To preserve vision, early referral to a veterinary ophthalmologist to monitor and treat pigmentary uveitis is often vital. Some patients with pigmentary uveitis will develop blinding glaucoma and/or cataracts. These cataracts are not typically excised as postoperative inflammation is assocated with blindness. However, many dogs with pigmentary uveitis will continue to have functional vision throughout their lives if subjected to early treatment.

If you have any further questions or concerns about uveal cysts, or pigmentary uveitis, please feel free to consult with a veterinary ophthalmologist.

Noelle La Croix, DVM, Dip. ACVO
Veterinary Medical Center of Long Island
75 Sunrise Highway
West Islip, New York 11795
(631) 587-0800; fax (631) 587-2006


Figure 1: Iridociliary cysts seen in the nasal posterior chamber of the right eye of 5-year-old female spayed Golden retriever.

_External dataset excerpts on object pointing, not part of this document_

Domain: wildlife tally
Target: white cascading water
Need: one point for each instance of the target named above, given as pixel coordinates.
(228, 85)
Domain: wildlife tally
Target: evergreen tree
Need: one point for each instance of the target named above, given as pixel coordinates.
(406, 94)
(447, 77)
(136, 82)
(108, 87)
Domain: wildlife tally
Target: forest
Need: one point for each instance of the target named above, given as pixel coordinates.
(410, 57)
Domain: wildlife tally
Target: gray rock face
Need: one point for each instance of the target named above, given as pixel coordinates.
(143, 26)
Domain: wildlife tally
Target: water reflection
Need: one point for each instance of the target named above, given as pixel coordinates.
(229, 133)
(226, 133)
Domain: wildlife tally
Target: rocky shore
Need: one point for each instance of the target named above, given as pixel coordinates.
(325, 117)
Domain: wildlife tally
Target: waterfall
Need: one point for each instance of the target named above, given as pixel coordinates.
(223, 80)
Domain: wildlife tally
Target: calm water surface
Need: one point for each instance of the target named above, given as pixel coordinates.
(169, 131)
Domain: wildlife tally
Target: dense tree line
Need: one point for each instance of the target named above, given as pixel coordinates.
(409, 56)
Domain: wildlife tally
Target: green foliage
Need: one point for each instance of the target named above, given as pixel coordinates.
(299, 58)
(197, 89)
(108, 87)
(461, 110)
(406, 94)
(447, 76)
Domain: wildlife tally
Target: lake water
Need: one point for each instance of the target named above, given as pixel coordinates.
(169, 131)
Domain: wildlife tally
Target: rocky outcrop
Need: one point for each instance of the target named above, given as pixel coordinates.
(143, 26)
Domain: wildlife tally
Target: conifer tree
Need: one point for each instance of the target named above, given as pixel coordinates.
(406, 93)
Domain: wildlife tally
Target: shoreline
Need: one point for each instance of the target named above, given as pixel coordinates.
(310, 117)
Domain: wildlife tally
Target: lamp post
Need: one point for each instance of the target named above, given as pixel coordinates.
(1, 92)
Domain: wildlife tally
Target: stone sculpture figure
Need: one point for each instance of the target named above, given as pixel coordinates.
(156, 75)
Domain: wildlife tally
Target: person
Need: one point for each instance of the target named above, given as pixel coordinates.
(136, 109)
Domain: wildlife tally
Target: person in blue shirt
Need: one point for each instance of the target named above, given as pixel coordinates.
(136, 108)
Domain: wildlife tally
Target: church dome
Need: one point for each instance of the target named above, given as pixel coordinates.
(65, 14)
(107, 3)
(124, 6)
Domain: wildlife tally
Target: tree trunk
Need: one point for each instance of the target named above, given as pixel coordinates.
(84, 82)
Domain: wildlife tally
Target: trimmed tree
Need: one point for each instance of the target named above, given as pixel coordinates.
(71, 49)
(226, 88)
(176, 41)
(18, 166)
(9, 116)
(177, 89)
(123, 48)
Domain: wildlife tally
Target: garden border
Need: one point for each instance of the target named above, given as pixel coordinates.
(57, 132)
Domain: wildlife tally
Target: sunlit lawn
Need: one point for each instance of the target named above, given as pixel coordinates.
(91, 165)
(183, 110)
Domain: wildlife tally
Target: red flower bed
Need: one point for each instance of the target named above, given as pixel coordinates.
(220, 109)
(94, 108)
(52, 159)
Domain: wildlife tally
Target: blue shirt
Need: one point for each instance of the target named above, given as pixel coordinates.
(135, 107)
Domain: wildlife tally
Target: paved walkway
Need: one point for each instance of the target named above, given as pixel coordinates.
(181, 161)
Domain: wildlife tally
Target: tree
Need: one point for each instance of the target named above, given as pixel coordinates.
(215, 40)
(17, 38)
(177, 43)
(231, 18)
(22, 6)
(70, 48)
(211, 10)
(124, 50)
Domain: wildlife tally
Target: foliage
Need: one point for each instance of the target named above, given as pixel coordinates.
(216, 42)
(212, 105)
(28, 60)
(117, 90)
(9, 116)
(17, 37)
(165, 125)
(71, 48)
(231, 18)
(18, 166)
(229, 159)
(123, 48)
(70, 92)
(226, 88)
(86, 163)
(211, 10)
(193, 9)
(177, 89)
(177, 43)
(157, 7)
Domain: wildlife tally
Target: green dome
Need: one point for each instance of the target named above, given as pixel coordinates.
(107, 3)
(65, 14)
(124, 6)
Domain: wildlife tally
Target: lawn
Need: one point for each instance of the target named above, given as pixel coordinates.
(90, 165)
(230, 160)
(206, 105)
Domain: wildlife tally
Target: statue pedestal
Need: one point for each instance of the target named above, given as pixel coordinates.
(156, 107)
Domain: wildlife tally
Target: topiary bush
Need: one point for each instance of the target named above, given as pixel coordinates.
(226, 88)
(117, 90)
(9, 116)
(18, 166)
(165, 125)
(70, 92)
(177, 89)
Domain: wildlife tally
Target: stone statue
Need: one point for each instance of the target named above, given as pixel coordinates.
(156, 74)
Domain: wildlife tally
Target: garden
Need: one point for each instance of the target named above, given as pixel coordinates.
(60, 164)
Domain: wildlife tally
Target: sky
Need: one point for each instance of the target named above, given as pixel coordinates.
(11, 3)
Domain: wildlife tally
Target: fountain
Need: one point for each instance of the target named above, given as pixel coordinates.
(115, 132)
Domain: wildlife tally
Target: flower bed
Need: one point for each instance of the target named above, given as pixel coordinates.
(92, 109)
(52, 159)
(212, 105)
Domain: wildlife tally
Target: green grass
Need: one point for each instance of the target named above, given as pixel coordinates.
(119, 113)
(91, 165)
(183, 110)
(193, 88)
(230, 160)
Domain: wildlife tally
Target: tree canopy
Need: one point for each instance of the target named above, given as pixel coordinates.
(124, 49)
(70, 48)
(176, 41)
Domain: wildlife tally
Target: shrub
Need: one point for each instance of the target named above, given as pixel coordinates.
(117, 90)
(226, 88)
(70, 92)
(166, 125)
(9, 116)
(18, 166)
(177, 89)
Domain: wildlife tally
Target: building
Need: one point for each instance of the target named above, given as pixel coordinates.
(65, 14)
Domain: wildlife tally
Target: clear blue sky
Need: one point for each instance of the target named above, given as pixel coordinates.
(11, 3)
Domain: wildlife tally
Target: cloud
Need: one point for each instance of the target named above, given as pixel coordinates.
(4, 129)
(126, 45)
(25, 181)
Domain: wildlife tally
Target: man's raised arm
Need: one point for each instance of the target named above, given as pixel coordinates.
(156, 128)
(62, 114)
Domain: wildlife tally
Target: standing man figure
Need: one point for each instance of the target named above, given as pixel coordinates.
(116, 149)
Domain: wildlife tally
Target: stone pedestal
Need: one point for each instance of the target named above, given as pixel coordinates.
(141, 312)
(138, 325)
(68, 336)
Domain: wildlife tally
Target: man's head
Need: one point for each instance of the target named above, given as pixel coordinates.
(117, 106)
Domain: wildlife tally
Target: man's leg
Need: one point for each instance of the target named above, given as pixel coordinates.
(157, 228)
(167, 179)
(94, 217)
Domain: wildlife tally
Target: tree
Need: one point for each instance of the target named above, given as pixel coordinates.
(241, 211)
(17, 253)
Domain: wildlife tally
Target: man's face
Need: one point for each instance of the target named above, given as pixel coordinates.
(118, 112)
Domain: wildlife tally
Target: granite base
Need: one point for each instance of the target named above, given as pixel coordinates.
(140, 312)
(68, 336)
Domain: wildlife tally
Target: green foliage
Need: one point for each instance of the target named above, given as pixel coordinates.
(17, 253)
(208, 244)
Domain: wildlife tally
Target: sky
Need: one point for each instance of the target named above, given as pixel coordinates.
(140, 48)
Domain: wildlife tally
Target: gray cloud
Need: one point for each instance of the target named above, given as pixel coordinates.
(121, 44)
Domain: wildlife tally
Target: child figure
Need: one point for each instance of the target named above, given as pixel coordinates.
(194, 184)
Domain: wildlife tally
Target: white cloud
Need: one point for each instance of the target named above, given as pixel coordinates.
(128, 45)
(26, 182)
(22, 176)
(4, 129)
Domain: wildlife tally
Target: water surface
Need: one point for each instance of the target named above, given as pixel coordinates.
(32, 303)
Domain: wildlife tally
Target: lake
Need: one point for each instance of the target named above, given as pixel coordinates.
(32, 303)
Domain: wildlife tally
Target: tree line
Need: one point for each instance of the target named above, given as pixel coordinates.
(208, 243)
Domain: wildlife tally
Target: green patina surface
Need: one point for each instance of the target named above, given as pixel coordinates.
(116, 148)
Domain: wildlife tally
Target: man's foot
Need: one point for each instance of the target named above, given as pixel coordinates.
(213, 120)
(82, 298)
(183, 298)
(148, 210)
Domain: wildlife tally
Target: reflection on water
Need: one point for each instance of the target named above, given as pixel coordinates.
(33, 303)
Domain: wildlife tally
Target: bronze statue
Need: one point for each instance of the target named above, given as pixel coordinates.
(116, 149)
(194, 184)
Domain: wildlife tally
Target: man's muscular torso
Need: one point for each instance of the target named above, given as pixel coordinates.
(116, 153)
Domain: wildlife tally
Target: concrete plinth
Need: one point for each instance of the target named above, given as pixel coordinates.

Iridociliary cysts seen in the nasal posterior chamber of the right eye of 5-year-old female spayed Golden retriever.

Figure 2: Posterior synechiae, iris hyperpigmentation, and secondary cataract formation in the right eye of a 6-year-old female spayed Golden retrieverr.

Posterior synechiae, iris hyperpigmentation, and secondary cataract formation in the right eye of a 6-year-old female spayed Golden retriever.